Anyway, I discovered Tenkara last year and have been having fun on small trout in the Colorado mountains. 

I'm cogitating on how to adapt it to inshore salt, though...it's doable, I'm pretty sure.


----------



## shb (Oct 29, 2013)

No not tenkara, sevenkara!


----------



## ifsteve (Jul 1, 2010)

Go for it!!!


----------



## eightwt (May 11, 2017)

Used one in the Black Hills of SD & WY. Excellent for nymphing on small streams. A lot of fun. Not for the salt.


----------



## Guest (Jun 16, 2018)

No, not for salt as is, but I'm thinking of a dual-rod setup, 8wt.
My idea is to cast flies with the Tenkara rod, with the line clipped to the tip somehow (haven't figured that out yet), so that a hookset will dislodge it, and I'll have a baitcaster spooled with braid in a rod holder attached to the back end of the fly line.
Set down fly rod, play and land fish on baitcaster.
My issue with flyfishing is line management. That's probably obvious.
Might work, might not, but I intend to try it.
It'll be fun even if it doesn't work, I reckon.


----------



## 8w8n8 (Sep 30, 2017)

… good for you Joe … ditto to ifsteve, "Go For It" … you never know till you try it … although I'm not a two handed rodster, it's impressive how far they've come with rods & reels and lines in the last 10-20 years because someone had an idea and applied it, then someone seen that and had an idea … I use their lines on a single hand rod … one of these days someone will start spey casting (successfully) to tarpon, and it will catch-on … hell, a few years from now you might be so frustrated and $h**-can all of it, but someone else might have seen what you did and their grey-matter kick-in … sounds like your just trying to pursue a passion, not set the world on fire, but it just might help someone else with a situation similar to yours … maybe, maybe not … great, "Go For It" …


----------



## eightwt (May 11, 2017)

Now see where you're coming from, I think. Fly would be on the braid but would get the pleasure of casting the Tenkara. Interesting. If it was just using a fly, I would suggest a casting bubble on a spin rod. You might want to check out Healing Waters, they work with Vets with limitations from war injuries. Might have some ideas that you could adapt.


----------



## crboggs (Mar 30, 2015)

There is a lady in our FB fly group who has caught bone fish on tenkara. We didn't believe it until she posted video. Its not something I would do, but if you have some physical challenges it may be an option. 

Her name is Karen Miller...check out her blog...
https://www.zentenkara.com/bonefish-bonanza-tenkara-style/


----------



## EvanHammer (Aug 14, 2015)

Haven't tried a tenkara rod but won't it limit your distance? Why not use a fly rod with an automatic reel? 
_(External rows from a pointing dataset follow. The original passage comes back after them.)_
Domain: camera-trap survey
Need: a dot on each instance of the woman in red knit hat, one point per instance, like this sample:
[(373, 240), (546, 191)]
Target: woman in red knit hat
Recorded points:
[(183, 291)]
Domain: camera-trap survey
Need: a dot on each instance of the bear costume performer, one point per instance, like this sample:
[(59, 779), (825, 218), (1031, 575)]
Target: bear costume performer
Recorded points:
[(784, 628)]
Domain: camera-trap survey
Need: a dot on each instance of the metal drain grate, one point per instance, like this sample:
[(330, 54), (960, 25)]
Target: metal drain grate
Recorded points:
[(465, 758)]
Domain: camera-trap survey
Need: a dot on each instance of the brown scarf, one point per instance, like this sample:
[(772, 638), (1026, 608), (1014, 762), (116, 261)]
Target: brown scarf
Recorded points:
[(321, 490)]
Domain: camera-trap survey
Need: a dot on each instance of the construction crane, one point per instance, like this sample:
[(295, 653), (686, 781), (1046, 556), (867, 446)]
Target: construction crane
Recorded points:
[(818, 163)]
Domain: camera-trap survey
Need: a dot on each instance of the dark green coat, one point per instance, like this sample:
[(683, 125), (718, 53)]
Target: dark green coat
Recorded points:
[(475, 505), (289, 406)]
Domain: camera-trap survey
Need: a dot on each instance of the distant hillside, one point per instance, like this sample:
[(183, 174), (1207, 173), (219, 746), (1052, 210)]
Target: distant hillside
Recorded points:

Where in TX are you? I might pole you around just to see you catch a tenkara red.


----------



## MatthewAbbott (Feb 25, 2017)

I bet it would be a blast fishing lighted piers at night for trout. Might not need the second rod setup either.


----------



## eightwt (May 11, 2017)

Read the story. That is f'n awesome! Shows how bright I am...They are forgiving rods when playing a fish, but never would thought to use it on a bone or other salt water fish. She's definitely a pro and knows her stuff. I don't know if mine will get 50 feet, but going to have to try around bars and such. I always tended to break the second section from the top due to my clumsiness, not fish. If you slap something accidently you can weaken a section and then it breaks. Also be careful when retrieving a fly from surrounding trees when you goof a cast and snag your line.


----------



## Guest (Jun 16, 2018)

Thanks for all the suggestions, and especially the link, crboggs! Now I'm stoked to try it! Just need to start on rat reds, I reckon.

I'd love to make it work without the jackassery of a second rod, if possible. I think a partner to land the fish might be essential, though, and I mostly fish alone. 

I'm mostly based in Colorado, Evan, but I like to fish the coastal bend in the winter. North Padre to Port Lavaca. I love Powderhorn Lake. I want to love the flats around Aransas Pass, but don't seem to catch much there. 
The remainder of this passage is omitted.